Bulk Loader for Trafodion
HBase has a feature to produce HFiles from bulk data and to integrate them into an existing table. Khaled has designed and implemented a bulk loader that is based on this feature.
1. What is HBase bulk load:
HBase bulk load is the process of preparing and loading Hfiles which are HBase own format directly in the region servers and bypassing the write path and the cost associated with it. The write path begins at a client, moves to a region server, and ends when data eventually is written to an HBase data file called an HFile.

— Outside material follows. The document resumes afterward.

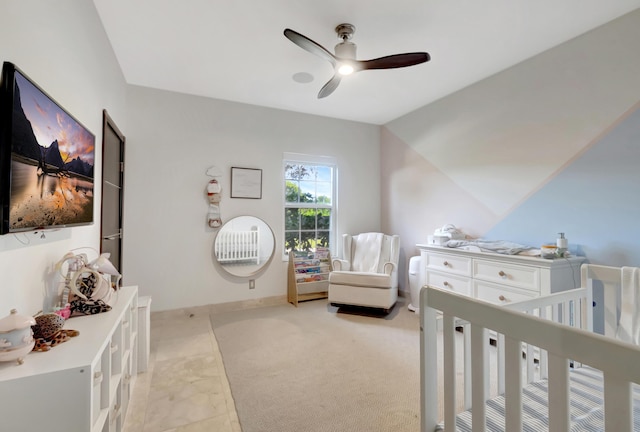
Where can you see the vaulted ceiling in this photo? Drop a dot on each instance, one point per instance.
(235, 50)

2. The HBase bulk load process takes place in two phases:
2.1. Preparation phase
2.1.1. This step is usually done as a map reduce job that extracts the data from the source files and generated KeyValue pairs that will populate the Hfiles. The keyvalues pairs need to be sorted and the map reduce job should be configured to do the sorting on the generated keyvalues
2.1.2. In the case of trafodion one more thing needs to done: data needs to be encoded
2.2. Loading the files into Hbase phase
2.2.1. This step uses the LoadIncremental
3. Integration of Trafodion and Hbase Bulk load.
Two approaches were studied
3.1. Approach 1: in this approach, the data preparation is done using Trafodion. Trafodion reads the data from source files in HDFS (hive), does the sort and converts and encodes the data using Trafodion expressions and then produces keyvalue pairs and write them to Hfiles on the hadoop file system directly bypassing the hbase client and the write path. The sort is also done In Trafodion.
3.2. Approach 2 : In this approach, data preparation is done using a custom mapreduce jobs. In this case we may need to replicate the encoding/
3.3.
4. Approach selected
4.1. For now I started implementing Approach 1 and have a working prototype. For approcah2, we can implement it later if we need to.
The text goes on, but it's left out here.